Making use of the complementary capabilities of OMI and MODIS was an early goal of both science teams. Soon after the OMI-alone aerosol retrieval had been validated, attempts were made to join OMI’s sensitivity to absorption and layer height with MODIS’ sensitivity to loading and size. With both instruments being in the A-Train, and measuring less than 8-minutes apart, it was theoretically possible to create such a combined OMI-MODIS retrieval. However, the endeavor to merge Level 1 radiance data from the two instruments faced significant challenges in terms of non-uniform calibration, spatial resolution and viewing geometry. Instead, a retrieval was devised that used Level 2 retrieval products from each instrument. MODIS spectral AOD was extrapolated into the UV, thereby constraining the UV AOD and allowing OMI to return a constrained SSA and ALH that compared well to independent observations (Satheesh et al., 2009). This tactic was never implemented operationally, due to lack of investment to bring the idea to maturity. Recently Gassó and Torres (2016) provides additional demonstration of the concept.

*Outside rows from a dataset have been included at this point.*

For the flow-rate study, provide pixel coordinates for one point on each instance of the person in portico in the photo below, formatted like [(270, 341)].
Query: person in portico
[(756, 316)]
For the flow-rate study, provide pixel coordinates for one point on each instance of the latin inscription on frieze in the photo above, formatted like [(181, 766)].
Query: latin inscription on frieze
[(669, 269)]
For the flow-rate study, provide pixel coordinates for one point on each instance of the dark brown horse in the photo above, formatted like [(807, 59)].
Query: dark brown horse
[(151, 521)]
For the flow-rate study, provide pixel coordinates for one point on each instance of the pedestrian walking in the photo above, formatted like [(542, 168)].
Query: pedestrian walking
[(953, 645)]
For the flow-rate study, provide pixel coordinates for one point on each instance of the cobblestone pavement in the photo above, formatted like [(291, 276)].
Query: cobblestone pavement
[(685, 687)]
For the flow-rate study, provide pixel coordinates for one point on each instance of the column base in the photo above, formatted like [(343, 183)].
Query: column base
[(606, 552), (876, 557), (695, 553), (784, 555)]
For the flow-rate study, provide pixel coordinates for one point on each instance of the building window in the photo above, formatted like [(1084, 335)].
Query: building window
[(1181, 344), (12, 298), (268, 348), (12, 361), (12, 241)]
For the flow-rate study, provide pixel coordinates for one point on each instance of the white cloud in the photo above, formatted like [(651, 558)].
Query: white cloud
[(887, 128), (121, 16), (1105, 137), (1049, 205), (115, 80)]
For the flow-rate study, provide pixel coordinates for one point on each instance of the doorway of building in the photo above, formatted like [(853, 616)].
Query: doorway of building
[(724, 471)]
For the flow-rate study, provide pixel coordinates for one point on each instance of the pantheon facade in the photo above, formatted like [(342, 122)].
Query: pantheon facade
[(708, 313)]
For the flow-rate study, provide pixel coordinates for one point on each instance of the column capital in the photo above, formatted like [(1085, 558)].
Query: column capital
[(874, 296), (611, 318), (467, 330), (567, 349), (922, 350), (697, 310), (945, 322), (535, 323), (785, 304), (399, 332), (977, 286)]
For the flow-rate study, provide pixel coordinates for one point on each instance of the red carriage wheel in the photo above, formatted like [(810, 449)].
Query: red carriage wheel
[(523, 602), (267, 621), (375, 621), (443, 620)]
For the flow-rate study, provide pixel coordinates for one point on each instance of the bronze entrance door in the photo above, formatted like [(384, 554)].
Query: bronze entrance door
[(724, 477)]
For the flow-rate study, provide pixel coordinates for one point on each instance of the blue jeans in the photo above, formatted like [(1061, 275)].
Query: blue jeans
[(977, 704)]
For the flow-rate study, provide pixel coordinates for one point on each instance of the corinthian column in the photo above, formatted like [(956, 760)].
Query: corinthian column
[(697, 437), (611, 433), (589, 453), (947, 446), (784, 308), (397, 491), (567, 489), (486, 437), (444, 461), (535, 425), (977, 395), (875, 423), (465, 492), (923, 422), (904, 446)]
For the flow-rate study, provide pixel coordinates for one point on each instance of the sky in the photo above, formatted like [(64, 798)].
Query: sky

The EPIC sensor on Deep Space Climate Observatory (DSCOVR) currently deployed on the L1 point (Marshak et al., 2018) merged measuring capabilities in the near UV, visible and NIR (including channels in the oxygen-A and B-bands) into a single instrument. A successful method to derive ALH from EPIC’s oxygen A- and B- channels was developed (Xu X. et al., 2017) and the results compared to independent observations over the oceans. Most recently, Xu et al. (2018b) also demonstrated the method over dark vegetated surfaces. The application of this inversion technique to OCI observations will go a long way into addressing the need of constraining the ALH in OMI-like near UV retrieval applications. We will further address O2A retrievals for OCI in section “Advances Beyond Heritage, 2: Oxygen A-band Information Content on Aerosol Profiling.”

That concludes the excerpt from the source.